Jako kolejny problem młodych ludzi wchodzących na rynek pracy Owczarek wskazał niekończące się staże (często bezpłatne), które w rzeczywistości nie prowadzą do poprawy sytuacji na rynku pracy, a są formą dotowania pracodawców przez pracujących za darmo pracowników.
Aleksandra Kołeczek opowiedziała się jednoznacznie za likwidacją bezpłatnych staży i wprowadzeniem obowiązku płacenia stażystom wynagrodzenia. Jakub Radzewicz zwrócił z kolei uwagę, że spośród wprowadzonych przez Ministerstwo Pracy i Polityki Społecznej systemów wsparcia finansowego dla młodych największą popularnością cieszą się dziś bony stażowe (wydano ich 12.000), a dużo mniejszą bony szkoleniowe (nieco ponad 2.000) czy zasiedleniowe (1.700). Prawdopodobną tego przyczyną jest zainteresowanie samych pracodawców finansowaniem staży. Monika Miniur z OPZZ pozytywnie oceniła propozycje MPiPS, w tym pomysł dofinansowania 100.000 miejsc pracy dla młodych – podkreśliła jednak, że wciąż są one niewystarczające w porównaniu z potrzebami.
Co z tą pracą?
Kolejną bolączką polskiego rynku pracy, szczególnie dotkliwą dla młodych, jest nadużywanie umów czasowych. Miniur przyznała, że pracownicy często sami godzą się na „śmieciówki” (umowy o dzieło lub zlecenie) w miejsce umów o pracę, ponieważ są one niżej opodatkowane. Postulowała zrównanie praw pracowników pracujących na wszystkich typach umów.
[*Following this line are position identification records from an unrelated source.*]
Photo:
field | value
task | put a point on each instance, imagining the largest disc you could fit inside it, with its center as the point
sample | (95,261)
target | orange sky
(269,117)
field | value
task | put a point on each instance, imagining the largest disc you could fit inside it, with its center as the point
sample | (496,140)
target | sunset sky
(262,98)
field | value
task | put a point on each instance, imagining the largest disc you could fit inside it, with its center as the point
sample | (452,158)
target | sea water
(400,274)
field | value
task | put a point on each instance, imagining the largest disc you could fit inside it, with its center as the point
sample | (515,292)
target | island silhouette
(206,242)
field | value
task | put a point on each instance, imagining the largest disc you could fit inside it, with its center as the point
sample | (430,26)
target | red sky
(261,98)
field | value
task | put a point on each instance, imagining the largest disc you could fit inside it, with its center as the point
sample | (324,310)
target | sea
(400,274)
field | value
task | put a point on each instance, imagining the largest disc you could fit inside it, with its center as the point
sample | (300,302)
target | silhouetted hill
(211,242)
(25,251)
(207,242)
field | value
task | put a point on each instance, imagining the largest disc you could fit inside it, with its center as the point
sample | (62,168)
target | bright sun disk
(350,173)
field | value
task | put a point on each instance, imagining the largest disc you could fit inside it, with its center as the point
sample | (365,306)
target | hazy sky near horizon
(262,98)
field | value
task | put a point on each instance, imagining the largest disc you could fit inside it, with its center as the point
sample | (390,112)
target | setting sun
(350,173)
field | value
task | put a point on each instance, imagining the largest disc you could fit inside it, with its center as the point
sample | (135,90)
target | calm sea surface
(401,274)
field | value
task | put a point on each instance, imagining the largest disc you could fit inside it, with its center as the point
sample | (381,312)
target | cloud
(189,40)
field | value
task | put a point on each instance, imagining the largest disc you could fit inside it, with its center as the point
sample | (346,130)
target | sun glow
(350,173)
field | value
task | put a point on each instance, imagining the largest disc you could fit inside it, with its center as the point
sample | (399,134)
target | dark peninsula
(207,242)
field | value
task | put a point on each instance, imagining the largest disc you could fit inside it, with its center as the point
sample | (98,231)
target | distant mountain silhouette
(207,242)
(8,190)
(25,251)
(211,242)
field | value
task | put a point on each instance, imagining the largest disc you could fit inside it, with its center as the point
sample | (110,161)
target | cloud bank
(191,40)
Aby zwiększyć świadomość problemu wśród młodych OPZZ prowadzi kampanię „Masz prawo do umowy o pracę”. Miniur zauważyła, że w grupie tej powoli rośnie świadomość dot. praw pracowniczych i chęć zrzeszania się w związki zawodowe. Jej zdaniem coraz więcej osób jest zainteresowanych należeniem do związku – także w sektorze bankowym, gdzie uzwiązkowienie tradycyjnie nie jest wysokie.
Również i sektor pozarządowy, w którym swoje pierwsze kroki stawia wielu młodych, nie daje gwarancji stabilnego zatrudnienia i godziwych zarobków. „Praca z misją” to nie tylko mniejsze zarobki. Organizacje pozarządowe funkcjonują w trybie grantowym, co oznacza, że kilka razy do roku muszą pozyskiwać środki na swoją działalność. Środki uzależnione są od grantodawców, a pracownik/pracownica nigdy nie ma pewności, czy etat będzie utrzyma się po zakończeniu projektu.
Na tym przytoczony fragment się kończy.